Alexandra was so shocked her words came out in a stutter. "M-m-my parents have a set schedule for me. I'm supposed to eat at nine, twelve, and five. How am I supposed to follow the schedule if I have only a half hour to cook and eat?"

Ororo blinked. "Charles said nothing about a schedule. Please tell me about it." She was silent as Andi ran through her schedule, from the up-at-six to the bedtime-at-nine, and she sighed. "Please excuse my saying so, but Alexandra, you cannot possibly do that here. We don't have a housekeeper. When the school term begins, there will be a wake-up bell at eight, breakfast at nine, and lessons begin at ten in the morning and end at five in the afternoon. Lunch is served from twelve-thirty until one-thirty, and dinner is served at six. Everyone is to be in bed by ten, but from seven until ten the house will be swarming with children. We try to limit the amount of homework given to an hour a night."

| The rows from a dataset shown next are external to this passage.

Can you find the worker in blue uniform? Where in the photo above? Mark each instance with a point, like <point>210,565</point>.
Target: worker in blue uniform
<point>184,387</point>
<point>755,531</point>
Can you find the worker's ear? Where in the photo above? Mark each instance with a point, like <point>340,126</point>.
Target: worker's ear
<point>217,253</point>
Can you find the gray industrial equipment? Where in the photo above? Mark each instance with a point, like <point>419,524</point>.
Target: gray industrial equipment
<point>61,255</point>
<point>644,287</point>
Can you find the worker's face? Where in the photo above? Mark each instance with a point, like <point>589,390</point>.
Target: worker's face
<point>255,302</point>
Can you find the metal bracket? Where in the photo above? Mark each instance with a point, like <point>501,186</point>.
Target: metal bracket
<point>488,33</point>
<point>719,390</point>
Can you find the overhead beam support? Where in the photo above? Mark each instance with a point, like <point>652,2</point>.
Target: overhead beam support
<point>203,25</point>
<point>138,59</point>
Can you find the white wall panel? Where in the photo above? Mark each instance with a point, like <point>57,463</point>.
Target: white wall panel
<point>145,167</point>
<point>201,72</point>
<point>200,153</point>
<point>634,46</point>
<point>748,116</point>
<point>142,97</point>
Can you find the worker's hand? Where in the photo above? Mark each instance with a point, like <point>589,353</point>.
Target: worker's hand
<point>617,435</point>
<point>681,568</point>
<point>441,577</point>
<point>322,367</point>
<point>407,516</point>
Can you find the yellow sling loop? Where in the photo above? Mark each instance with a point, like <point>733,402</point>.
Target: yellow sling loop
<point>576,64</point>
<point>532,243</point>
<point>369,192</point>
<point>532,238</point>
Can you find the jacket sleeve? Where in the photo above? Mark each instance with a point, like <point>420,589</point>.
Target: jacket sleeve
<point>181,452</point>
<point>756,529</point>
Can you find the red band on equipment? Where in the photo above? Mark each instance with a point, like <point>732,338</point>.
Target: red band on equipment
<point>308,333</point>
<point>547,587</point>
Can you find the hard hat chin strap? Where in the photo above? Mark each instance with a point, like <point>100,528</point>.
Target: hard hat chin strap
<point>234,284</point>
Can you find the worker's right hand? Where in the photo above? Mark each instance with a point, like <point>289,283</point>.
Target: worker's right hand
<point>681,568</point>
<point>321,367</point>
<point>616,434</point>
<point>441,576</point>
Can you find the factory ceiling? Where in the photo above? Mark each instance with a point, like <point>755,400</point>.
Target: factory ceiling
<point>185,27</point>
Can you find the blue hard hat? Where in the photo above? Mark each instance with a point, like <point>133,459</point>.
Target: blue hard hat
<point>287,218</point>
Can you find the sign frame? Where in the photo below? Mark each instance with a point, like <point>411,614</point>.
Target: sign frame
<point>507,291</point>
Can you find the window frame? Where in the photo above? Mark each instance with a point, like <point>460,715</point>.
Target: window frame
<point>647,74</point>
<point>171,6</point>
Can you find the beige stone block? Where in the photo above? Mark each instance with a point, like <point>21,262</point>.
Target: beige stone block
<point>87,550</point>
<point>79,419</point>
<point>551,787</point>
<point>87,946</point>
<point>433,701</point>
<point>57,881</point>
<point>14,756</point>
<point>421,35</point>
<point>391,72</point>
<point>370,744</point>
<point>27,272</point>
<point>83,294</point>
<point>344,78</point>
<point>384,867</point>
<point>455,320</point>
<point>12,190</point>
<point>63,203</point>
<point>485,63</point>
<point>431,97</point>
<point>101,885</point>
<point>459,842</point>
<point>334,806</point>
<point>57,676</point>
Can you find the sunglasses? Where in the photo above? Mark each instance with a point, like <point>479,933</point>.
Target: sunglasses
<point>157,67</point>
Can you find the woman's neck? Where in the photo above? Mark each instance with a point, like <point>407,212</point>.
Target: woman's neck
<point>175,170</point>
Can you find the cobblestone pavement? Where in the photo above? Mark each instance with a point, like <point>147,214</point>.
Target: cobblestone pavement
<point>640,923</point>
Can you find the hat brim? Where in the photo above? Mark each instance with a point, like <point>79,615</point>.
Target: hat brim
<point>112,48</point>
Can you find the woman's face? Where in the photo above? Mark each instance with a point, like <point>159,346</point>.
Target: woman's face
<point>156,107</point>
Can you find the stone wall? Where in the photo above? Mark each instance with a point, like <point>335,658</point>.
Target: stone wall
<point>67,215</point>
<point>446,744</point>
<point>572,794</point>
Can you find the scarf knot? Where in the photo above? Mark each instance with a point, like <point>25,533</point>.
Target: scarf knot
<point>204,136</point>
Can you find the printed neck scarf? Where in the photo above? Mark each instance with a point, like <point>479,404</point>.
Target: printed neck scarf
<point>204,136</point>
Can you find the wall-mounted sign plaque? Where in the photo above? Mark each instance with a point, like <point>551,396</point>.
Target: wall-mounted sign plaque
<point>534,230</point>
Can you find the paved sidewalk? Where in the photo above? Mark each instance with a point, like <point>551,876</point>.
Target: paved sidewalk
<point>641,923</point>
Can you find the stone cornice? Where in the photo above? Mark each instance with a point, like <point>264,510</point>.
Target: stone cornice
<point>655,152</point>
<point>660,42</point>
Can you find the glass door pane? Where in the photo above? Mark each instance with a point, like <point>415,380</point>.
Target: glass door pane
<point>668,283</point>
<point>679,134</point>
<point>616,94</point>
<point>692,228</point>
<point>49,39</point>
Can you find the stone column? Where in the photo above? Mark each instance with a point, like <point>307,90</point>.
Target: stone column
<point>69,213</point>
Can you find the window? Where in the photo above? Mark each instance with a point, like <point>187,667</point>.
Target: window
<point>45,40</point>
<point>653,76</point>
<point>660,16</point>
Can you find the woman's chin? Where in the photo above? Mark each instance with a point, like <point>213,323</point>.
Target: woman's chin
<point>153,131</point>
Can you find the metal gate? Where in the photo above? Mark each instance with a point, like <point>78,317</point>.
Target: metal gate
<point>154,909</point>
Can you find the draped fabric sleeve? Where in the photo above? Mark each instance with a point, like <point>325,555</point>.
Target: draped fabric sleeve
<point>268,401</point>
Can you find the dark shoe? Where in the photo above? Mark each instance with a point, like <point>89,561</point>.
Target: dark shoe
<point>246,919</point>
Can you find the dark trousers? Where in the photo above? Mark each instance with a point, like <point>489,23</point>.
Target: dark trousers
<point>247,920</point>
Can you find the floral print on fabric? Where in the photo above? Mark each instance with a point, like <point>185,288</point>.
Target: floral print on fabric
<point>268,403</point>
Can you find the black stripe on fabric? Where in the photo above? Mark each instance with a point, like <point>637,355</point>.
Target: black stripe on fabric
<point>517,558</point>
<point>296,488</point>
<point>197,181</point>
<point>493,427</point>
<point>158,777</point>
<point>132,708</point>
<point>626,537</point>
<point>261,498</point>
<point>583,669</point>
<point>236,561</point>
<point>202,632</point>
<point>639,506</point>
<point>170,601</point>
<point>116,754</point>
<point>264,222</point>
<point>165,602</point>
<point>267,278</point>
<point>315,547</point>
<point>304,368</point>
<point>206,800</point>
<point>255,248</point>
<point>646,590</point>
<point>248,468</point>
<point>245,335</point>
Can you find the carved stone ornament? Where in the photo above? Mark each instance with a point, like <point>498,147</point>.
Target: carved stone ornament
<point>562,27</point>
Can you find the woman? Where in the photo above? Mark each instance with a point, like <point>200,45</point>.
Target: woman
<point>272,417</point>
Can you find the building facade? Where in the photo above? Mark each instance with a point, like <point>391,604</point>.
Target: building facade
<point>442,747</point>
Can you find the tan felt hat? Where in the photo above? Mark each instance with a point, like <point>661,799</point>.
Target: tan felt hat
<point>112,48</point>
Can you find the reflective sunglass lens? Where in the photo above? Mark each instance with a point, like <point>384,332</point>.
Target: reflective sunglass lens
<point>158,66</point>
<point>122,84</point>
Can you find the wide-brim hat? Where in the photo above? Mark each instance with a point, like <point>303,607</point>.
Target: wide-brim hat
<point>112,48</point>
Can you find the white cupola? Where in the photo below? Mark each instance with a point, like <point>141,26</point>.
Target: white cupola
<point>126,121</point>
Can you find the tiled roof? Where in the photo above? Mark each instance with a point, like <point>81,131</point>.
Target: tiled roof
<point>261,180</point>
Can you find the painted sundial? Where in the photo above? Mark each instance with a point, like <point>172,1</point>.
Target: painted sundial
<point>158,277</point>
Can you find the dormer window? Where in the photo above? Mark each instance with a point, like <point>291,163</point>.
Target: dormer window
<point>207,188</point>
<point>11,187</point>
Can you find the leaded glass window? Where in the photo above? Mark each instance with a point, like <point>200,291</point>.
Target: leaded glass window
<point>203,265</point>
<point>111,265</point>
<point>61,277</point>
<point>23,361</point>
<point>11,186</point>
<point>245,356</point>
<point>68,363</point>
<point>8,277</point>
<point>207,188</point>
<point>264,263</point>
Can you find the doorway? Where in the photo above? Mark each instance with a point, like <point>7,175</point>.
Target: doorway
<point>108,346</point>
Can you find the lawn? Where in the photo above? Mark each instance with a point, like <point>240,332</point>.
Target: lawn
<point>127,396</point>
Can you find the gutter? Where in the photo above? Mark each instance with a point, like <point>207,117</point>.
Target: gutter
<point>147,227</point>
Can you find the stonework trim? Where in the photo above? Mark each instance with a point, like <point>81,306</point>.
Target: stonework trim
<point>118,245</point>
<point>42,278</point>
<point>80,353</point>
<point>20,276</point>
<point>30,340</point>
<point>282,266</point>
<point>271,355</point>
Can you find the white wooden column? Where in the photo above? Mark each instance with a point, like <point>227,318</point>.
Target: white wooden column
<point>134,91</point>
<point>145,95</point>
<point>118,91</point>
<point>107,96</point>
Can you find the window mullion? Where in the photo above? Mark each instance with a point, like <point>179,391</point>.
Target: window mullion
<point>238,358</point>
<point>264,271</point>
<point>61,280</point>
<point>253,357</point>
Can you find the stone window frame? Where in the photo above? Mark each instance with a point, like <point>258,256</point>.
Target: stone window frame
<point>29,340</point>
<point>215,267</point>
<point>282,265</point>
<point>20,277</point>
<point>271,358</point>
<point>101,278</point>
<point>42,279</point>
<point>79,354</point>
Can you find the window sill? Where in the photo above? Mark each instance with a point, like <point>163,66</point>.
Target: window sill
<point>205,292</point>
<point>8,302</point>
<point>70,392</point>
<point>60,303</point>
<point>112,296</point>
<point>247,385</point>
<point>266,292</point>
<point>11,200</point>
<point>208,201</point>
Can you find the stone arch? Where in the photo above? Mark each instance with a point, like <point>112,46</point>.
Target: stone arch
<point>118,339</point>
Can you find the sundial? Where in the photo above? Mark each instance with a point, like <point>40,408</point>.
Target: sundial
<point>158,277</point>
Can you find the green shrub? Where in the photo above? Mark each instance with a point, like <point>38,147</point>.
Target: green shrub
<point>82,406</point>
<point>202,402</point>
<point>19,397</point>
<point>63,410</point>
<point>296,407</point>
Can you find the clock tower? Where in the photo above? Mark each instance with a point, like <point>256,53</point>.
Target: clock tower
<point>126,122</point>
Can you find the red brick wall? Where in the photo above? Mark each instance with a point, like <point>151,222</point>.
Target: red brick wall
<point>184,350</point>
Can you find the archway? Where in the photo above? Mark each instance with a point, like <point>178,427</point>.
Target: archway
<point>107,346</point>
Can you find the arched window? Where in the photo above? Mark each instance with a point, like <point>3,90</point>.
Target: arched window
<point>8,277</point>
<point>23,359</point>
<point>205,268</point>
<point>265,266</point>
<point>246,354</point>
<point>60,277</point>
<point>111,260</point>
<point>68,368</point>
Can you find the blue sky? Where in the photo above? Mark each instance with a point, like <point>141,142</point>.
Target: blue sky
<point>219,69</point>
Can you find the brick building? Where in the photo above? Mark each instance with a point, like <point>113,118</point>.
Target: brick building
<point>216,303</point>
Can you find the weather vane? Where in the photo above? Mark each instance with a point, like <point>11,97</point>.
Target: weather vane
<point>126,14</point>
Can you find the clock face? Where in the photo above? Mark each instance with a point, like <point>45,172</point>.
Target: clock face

Andi blinked. No schedule? Her parents would be furious! But would they be angry enough to send her back to Dr. Hebron? "I suppose I could give it a try," she said.

"It is summer," Ororo said as she turned on the light in the room and wrote Andi's name on the top blank of the door in washable marker. "Don't worry about schedules in summer. Enjoy yourself." She closed the door behind her, leaving Andi to her own thoughts.